This study found an overall polyclonal infection rate of 34.6%. In paired samples, the rates for primary and recurrent episodes were similar (39.0% and 29.7%, respectively), with no statistically significant difference. This study result was higher than the Australian ^25^ and Sabah Malaysia studies ^26^ but comparable with a multicenter study of Southern Ethiopia ^44^, Papua New Guinea ^32^, and a recent study in Eastern Indonesia ^20^. However, high-rate polyclonal infections were documented in the Western Brazilian Amazon ^45^, Jimma zone, Ethiopia ^27^, Papua New Guinea ^34^, and northern Cambodia ^19^. In P. vivax infection, polyclonal infection could occur as a result of three distinct phenomena in such as co-transmission, superinfections, and reactivation of hypnozoites from past exposure. Co-transmission occurs when an individual is bitten by a single mosquito that carries a polyclonal parasite genotype. While superinfections occur when an individual is bitten by two or more mosquitoes that carry a unique parasite genotype, and these unique parasite clones recombine in the mosquito to form multiclonal sporozoite, then multiclonal hypnozite and parasite in the bloodstream ^23^. These two phenomena (co-transmission or superinfections) are more common in high-transmission settings. Individuals in endemic areas accumulate a diverse reservoir of hypnozoites in the liver from past exposures ^28,46^. The simultaneous reactivation of multiple latent hypnozoites from previous infections can also produce a polyclonal blood-stage infection ^19^. Hypnozoite reactivation is a key mechanism that can cause polyclonal infections even in lower transmission settings.

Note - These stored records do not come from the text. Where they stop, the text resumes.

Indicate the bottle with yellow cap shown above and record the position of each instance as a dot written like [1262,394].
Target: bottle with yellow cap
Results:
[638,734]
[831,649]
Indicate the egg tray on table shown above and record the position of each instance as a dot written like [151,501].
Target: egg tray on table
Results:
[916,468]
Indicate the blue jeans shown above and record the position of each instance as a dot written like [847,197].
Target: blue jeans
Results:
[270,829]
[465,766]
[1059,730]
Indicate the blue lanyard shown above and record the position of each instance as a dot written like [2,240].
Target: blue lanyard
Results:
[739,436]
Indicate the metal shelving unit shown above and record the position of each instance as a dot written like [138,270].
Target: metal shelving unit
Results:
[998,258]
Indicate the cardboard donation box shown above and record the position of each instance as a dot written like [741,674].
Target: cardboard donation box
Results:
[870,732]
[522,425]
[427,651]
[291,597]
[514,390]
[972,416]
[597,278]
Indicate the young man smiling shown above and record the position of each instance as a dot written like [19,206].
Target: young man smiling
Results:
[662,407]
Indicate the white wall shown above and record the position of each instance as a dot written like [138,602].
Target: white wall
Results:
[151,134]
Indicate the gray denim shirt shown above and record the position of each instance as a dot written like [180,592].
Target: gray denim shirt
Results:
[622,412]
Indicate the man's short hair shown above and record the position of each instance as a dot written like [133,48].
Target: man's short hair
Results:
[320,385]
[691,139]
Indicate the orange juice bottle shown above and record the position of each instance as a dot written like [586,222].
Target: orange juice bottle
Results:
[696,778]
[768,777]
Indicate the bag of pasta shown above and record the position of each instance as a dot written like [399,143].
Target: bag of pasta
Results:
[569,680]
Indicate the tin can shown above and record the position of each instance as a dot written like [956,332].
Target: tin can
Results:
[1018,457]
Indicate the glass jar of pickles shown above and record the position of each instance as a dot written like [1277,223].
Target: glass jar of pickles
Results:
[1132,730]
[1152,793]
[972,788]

The analysis of molecular variance (AMOVA) further elucidates the population structure. The near-equal genetic variation within (50.2%) and among (49.8%) individuals in the overall population was seen. The dynamic shift was recorded in the paired samples of primary and recurrent episodes. More than half (58%) of the variation occurred within individuals during primary infection, aligning with the moderate polyclonal infections (39.0%) at this stage. In contrast, 40% of the variation occurred within individuals in recurrent episodes. This suggests a close related genetic relationship was found among P. vivax clones within individuals, and it might be due to the reactivation of hypnozoite in the liver. High homologous pairs in the primary infection and consecutive recurrent episodes in this study also corroborate this. The lower within-individual variation has been reported elsewhere ^27^.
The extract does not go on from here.